Flashback attacks a known weakness in the Java software Apple has bundled on Macs but often updated slower than other vendors. Apple released a fix last week —"Java for OS X Lion 2012-001" or "Java for Mac OS X 10.6 Update 7" depending on your version of OS X — but it came too late for the estimated 600,000 Macs infected so far.
- Trojan-Downloader:OSX/Flashback.I – includes HowTo check if you are infected and manual removal instructions
- Find Out if Your Mac Has the Flashback Trojan — the Fast and Easy Way – Mashable:
According to a report Thursday, more than 600,000 Macs could be infected with the nasty Flashback trojan.
We’ve already detailed how to check your Mac to see if you’re infected — but that requires some command line code, and we know that not all users are comfortable doing that.
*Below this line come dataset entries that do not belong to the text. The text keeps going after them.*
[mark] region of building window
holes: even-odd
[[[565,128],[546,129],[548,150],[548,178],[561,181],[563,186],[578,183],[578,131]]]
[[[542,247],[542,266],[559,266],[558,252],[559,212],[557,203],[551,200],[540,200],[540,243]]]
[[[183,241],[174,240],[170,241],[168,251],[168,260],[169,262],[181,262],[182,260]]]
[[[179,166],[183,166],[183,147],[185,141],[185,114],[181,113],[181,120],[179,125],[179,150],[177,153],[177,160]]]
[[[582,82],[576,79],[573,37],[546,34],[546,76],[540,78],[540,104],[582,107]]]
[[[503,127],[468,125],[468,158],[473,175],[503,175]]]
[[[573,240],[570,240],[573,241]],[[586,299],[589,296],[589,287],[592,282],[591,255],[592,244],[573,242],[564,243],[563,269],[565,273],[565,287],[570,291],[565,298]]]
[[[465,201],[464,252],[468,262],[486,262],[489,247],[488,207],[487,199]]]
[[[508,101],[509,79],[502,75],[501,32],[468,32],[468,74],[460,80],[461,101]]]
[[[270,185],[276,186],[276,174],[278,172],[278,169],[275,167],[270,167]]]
Now we’ve gone one step further and wrapped those commands into two AppleScripts.
- Quick protection for older Macs from the Flashback trojan - ZDNET:
There are reports that some 600K Macs have been infected, perhaps by some estimates 1 percent of the installed base of Macs. As I mentioned in a post last week, Mac OS X Lion and Snow Leopard are running on the majority of Macs. Still, Mac OS X Leopard and Tiger may be running on a quarter of Macs in the world.
Likely, your machines are not infected. Before I installed the Apple updates, I checked my machines using the Terminal checking routine offered by the F-Secure website. It’s the first part of the Manual Removal process.
Yep, I did the same thing. Checked using F-Secure's steps to determine if you are infected. My Mac was clean but if it had not been, they also helped users manually remove it.
Java can be enabled and disabled as needed fairly easily. One can add the Java preferences from Applications/Utilities/Java Preferences.app. Just unclick the two boxes and turn them back on when needed.
Many think that Java is not needed and maybe in some cases that's true for everyday stuff, however, some banks make use of java applets, many remote sessions are powered by java applets as well, and some programs are based on java applets (one such program is RSSOwl and there are many others). Other than banks, there are still some websites that make use of Java applets as well. One that comes to mind is some of the NOAA and JPL, and other astronomy sites that make use of Java applets.
I would imagine that many people can enable/disable Java as needed just as I noted above for Mac users.
The biggest problem Mac users had to deal with was Apple's two month +/- delay in getting the updated Java update to Mac users so long after Windows and Linux users already had their updates.